Obligations légales du questionnaire de santé selon la loi lemoine de 2022
La loi Lemoine a révolutionné l’approche traditionnelle de l’assurance emprunteur en instaurant des mesures favorables aux emprunteurs. Ces dispositions légales s’articulent autour de trois axes principaux : la simplification des démarches, l’élargissement du droit à l’oubli et le renforcement de la protection des assurés.
Suppression du questionnaire médical pour les prêts inférieurs à 200 000 euros
L’une des innovations majeures de la loi Lemoine concerne la suppression totale du questionnaire de santé pour certains profils d’emprunteurs. Cette exemption s’applique lorsque trois conditions cumulatives sont réunies : le montant du capital assuré ne dépasse pas 200 000 euros par personne, l’échéance de remboursement intervient avant le 60ème anniversaire de l’assuré, et le prêt finance un bien à usage d’habitation ou mixte.

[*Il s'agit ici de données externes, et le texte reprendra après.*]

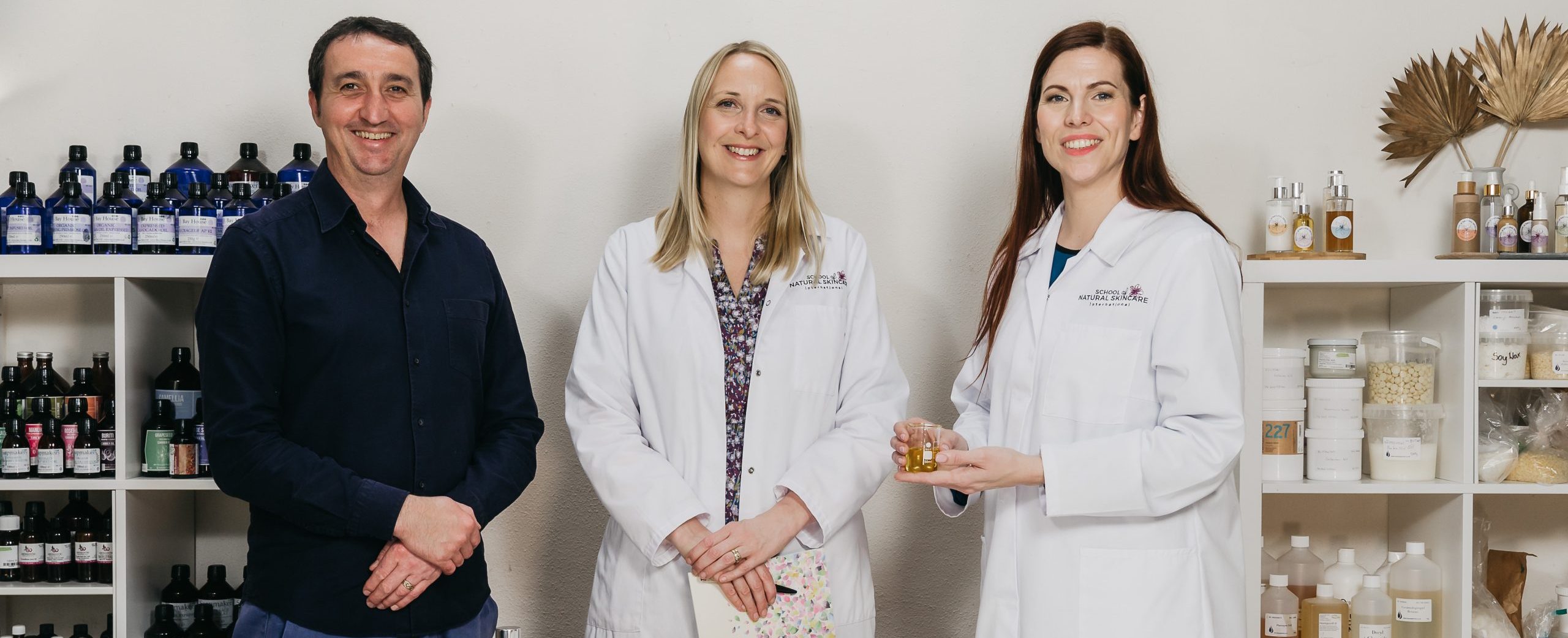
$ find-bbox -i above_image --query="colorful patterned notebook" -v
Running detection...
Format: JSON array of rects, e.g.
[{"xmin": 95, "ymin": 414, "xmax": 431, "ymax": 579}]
[{"xmin": 687, "ymin": 549, "xmax": 832, "ymax": 638}]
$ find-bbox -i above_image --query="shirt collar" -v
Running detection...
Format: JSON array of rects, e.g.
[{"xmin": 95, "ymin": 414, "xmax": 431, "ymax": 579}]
[{"xmin": 306, "ymin": 158, "xmax": 447, "ymax": 232}]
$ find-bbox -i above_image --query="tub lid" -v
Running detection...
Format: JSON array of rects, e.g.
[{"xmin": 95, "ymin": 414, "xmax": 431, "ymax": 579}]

Cette mesure concerne potentiellement près de 60% des nouveaux emprunteurs selon les statistiques du secteur bancaire. Pour un couple, le seuil s’élève à 400 000 euros au total, permettant de financer la majorité des acquisitions immobilières sans formalité médicale. Cette dispense représente un gain de temps considérable et élimine le risque de refus ou de surprime liée à des antécédents médicaux.
Délai de prescription ramené à 5 ans pour les pathologies cancéreuses
Le droit à l’oubli bénéficie désormais d’un délai uniforme de 5 ans pour toutes les pathologies cancéreuses, contre 10 ans précédemment pour les cancers diagnostiqués après l’âge de 18 ans. Cette réduction significative permet aux anciens malades de retrouver un accès normal à l’assurance emprunteur plus rapidement.
La mesure s’applique dès lors que le protocole thérapeutique est achevé depuis 5 ans et qu’aucune rechute n’a été constatée. Environ 3,8 millions de personnes en France pourraient bénéficier de cette disposition selon l’Institut national du cancer. Les assureurs ne peuvent plus questionner l’emprunteur sur ces antécédents ni appliquer de surprime ou d’exclusion de garantie.
Droit à l’oubli étendu aux affections de longue durée (ALD)
L’extension du droit à l’o
ooubli aux affections de longue durée (ALD) va dans le même sens : faciliter l’accès à l’assurance emprunteur pour les personnes dont la maladie est stabilisée. Concrètement, certaines pathologies listées dans la grille de référence AERAS bénéficient de délais réduits ou de conditions particulières de déclaration, permettant à l’emprunteur d’être assuré à un tarif standard, sans exclusion liée à cette maladie.
Cette grille AERAS est régulièrement mise à jour pour tenir compte des progrès médicaux. Elle prévoit, pour chaque affection, un délai au-delà duquel l’assureur ne peut plus ni appliquer de surprime, ni restreindre les garanties en raison de cette pathologie. Vous pouvez ainsi, par exemple, emprunter avec un diabète bien équilibré ou une maladie chronique stabilisée, dans des conditions proches de celles d’un emprunteur sans antécédent de santé comparable.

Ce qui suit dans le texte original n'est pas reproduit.